先日既報のTEAと臨床像がほぼ合致し、脳波上もcomfirmできた症例を外来で経験しました(確定診断例は実ははじめてです)。TGAの方が臨床像遭遇する機会は圧倒的に多いですが(TGAに関してはこちらのまとめをご参照ください)、重要な対立鑑別なので勉強した内容をまとめます。
臨床像
・TGAと同じく発作性の前向性健忘+逆行性健忘が臨床上の特徴でその他の高次脳機能障害は伴いません。また自動症などを伴う場合があります。
・逆行性健忘は日単位、年単位までさかのぼって障害される場合があります。
・TGAは発作中以外は認知機能障害の進行はないですが、発作間欠期に“accelerated forgetting”と“autobiographical amnesia”を認める点がポイントです。
*”accelarated forgetting”は数分前のことは覚えているが、日~週単位のことを忘れてしまう現象で、通常のMMSEなどで評価する前向性健忘の評価ではもれてしまう点が問題です。この点に関しては後述します。
・以下に臨床上の特徴をまとめた論文を紹介します。
■TEA50例のまとめ Ann Neurol 2007;61:587–598
・年齢62.1歳、性別(男性34例、女性16例)
・発作の特徴:発作頻度12回/年(つまり月1回)、発作の持続時間:30~60分(70%は1時間以内)、抗てんかん薬による発作頓挫96%
・誘因:起床時の発症74%(その他の誘因は指摘できず) *20%は非特異的な不動感や嘔気を健忘症状の前に訴えている
・症状:質問を繰り返す(「私はどこにいるの?」「私は何をしているの?」「今日は何日?」)50%、幻臭42%、自動症36%、短時間の無反応24%
・発作間欠期の特徴:自分の過去に関しての部分的な記憶喪失70%、”accelerated forgetting” 44%
・脳波異常:37%(側頭領域または前頭側頭領域)
鑑別点
・発作時間:短い(<1時間) TGAは半日程度持続する
・状況:起床時から認める この点も病歴上特徴的
・頻度:月1回程度 TGAは基本的に人生で繰り返すことなし
・発作間欠期の記憶障害:あり TGAでは通常認めない
治療
・抗てんかん薬の反応性は良く、通常は部分発作に対しての薬剤(ラモトリギン、レベチラセタム、ラコサミドなど)を使用する。

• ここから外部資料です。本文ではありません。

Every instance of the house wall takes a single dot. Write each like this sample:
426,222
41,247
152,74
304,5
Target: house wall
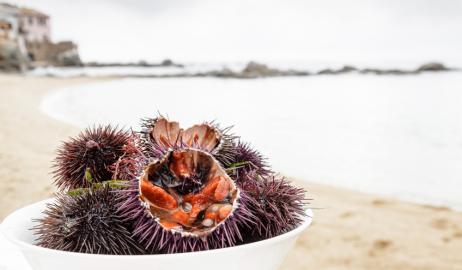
10,14
35,28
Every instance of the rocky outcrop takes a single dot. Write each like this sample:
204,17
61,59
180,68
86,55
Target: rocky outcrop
433,66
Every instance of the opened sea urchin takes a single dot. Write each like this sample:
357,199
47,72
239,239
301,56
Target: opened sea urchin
182,190
186,202
86,223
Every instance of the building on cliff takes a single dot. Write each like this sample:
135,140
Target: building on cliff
25,40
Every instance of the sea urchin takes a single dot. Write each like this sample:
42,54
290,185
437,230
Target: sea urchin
186,202
93,150
86,223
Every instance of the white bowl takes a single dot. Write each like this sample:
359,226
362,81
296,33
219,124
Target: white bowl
265,255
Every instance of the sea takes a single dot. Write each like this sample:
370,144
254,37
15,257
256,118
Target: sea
398,136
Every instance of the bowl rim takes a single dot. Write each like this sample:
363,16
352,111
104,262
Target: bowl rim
6,224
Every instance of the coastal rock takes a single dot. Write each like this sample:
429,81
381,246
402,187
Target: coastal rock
255,70
434,66
344,69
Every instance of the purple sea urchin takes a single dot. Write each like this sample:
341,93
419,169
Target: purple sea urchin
248,161
185,190
277,204
160,135
95,149
186,202
86,223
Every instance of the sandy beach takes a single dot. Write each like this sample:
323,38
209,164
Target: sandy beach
351,230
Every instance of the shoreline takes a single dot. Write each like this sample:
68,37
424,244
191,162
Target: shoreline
251,70
351,230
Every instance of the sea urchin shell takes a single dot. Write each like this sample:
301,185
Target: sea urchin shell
161,135
186,202
95,149
188,192
276,203
86,223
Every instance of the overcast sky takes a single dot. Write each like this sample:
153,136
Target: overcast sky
239,30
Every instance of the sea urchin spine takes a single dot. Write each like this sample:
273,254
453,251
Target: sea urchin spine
93,151
86,223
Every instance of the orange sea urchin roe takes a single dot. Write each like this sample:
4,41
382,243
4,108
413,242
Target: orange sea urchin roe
198,210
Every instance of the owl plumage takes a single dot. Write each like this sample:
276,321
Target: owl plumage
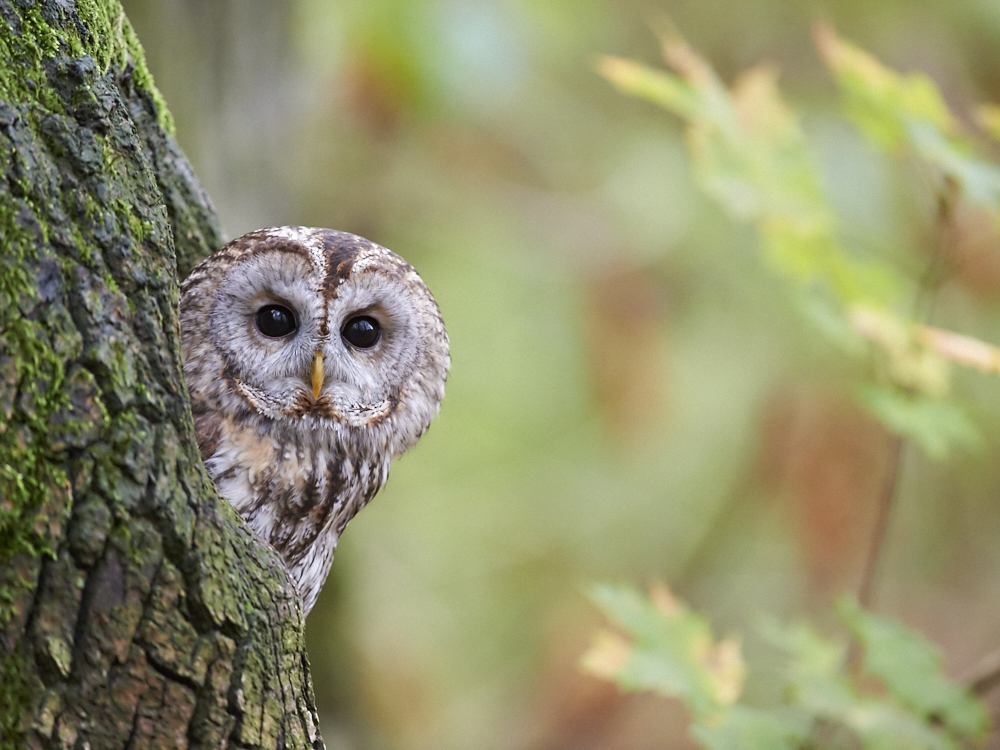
314,359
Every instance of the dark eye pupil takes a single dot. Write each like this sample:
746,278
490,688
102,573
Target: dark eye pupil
276,321
362,332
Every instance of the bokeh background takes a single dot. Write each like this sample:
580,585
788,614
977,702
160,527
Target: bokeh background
633,397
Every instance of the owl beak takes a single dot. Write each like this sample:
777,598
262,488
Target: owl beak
318,372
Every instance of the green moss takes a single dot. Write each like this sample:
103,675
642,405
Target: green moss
144,79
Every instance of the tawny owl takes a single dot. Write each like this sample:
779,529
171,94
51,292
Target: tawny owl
314,358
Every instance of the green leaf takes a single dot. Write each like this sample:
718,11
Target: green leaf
821,689
747,728
935,425
910,667
898,111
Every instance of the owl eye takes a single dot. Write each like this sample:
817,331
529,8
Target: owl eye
275,321
362,332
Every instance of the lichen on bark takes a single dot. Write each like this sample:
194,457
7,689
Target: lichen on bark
136,609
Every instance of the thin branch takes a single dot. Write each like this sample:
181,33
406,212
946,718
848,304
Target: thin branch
984,675
885,503
935,274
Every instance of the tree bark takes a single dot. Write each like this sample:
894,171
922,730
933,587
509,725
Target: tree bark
136,608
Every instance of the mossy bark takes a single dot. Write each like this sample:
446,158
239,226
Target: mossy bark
136,609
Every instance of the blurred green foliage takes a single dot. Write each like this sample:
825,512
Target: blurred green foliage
670,650
752,157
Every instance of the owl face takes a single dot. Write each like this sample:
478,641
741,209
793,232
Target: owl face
313,329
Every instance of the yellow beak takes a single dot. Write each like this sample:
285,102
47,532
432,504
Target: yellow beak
318,372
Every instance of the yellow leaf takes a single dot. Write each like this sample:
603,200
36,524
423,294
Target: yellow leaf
727,670
965,350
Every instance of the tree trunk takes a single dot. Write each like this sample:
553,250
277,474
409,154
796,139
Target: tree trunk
136,608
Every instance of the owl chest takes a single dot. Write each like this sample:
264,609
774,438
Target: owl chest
298,495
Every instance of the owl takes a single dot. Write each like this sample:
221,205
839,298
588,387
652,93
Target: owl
314,358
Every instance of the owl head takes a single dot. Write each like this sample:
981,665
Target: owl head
311,330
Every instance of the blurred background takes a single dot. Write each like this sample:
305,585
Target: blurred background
632,397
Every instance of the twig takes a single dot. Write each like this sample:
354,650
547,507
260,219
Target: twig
932,279
885,502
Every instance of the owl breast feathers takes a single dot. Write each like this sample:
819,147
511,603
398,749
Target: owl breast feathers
314,358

・ただinterictalの認知機能低下に関して逆行性健忘に関しては治療できないとの報告もある(accelerated forgettingはtreatableであるとされているが)。
Accelerated long-term forgetting
・MMSEなどの外来で行う簡易的な高次脳機能検査では検出することができない健忘として注目を浴びているのがこの”accelerated forgetting”という概念です。TEAのinterictalで指摘されることが端緒となり、その後その他の病態(特に側頭葉てんかん)でも認めることが知られるようになってきました。

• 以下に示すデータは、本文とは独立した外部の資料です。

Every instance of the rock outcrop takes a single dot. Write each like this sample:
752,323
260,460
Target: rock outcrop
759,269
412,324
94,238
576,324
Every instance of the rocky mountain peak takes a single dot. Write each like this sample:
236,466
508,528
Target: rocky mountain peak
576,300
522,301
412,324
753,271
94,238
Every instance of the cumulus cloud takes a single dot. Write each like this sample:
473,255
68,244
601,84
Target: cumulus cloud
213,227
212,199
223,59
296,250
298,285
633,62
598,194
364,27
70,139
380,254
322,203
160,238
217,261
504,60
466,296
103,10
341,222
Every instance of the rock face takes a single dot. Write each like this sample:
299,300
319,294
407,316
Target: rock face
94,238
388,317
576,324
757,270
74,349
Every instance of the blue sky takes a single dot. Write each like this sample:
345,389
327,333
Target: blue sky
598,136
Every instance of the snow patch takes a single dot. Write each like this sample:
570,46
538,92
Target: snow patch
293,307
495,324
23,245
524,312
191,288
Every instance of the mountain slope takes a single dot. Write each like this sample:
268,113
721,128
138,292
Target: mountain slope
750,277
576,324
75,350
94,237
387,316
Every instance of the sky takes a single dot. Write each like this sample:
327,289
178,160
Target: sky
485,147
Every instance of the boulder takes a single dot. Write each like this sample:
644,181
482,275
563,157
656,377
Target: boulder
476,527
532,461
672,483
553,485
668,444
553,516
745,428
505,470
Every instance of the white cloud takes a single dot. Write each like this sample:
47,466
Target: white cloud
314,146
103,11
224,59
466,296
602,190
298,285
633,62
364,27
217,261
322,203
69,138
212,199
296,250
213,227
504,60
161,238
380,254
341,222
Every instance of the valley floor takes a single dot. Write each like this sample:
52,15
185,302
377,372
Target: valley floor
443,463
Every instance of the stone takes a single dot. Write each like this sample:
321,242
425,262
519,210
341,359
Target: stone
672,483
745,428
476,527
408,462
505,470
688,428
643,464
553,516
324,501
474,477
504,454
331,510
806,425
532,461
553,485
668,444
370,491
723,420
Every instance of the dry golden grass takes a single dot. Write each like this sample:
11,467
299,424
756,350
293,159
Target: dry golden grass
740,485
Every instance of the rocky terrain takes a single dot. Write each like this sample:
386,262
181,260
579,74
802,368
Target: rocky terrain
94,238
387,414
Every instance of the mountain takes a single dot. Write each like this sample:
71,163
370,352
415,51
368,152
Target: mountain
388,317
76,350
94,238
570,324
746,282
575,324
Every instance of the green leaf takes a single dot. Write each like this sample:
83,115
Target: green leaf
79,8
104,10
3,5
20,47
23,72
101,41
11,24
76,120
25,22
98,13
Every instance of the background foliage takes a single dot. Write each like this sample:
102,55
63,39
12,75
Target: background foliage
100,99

・物忘れとして受診して、「MMSE」の前向性健忘の項目が満点だと私たちは「うん物忘れ大丈夫ですよきっと」と突き返してしまいそうになりますが、このような分~時間単位の記憶ではなく、日~年単位の記憶が障害されるため簡単な検査では検出できない点が問題です。最近この概念に注意が必要と感じています(患者さんと家族は困っているが、医療者が検査して問題ないと突き返してしまう可能性がある)。
・特に睡眠中(interictal, non-REM睡眠)のてんかん性活動が記憶に干渉する機序が想定されています。昔から「睡眠と記憶の関係性」に関しては指摘されていますが、この重要なテーマにも関与してくる概念でおそらく今後いろいろ検討がされているテーマと考えています。
参考文献
・Epilepsy & Behavior 31 (2014) 243–24 TEAに関してまとめたreviewで短く(3ページ!)よくまとまっていて読みやすいです。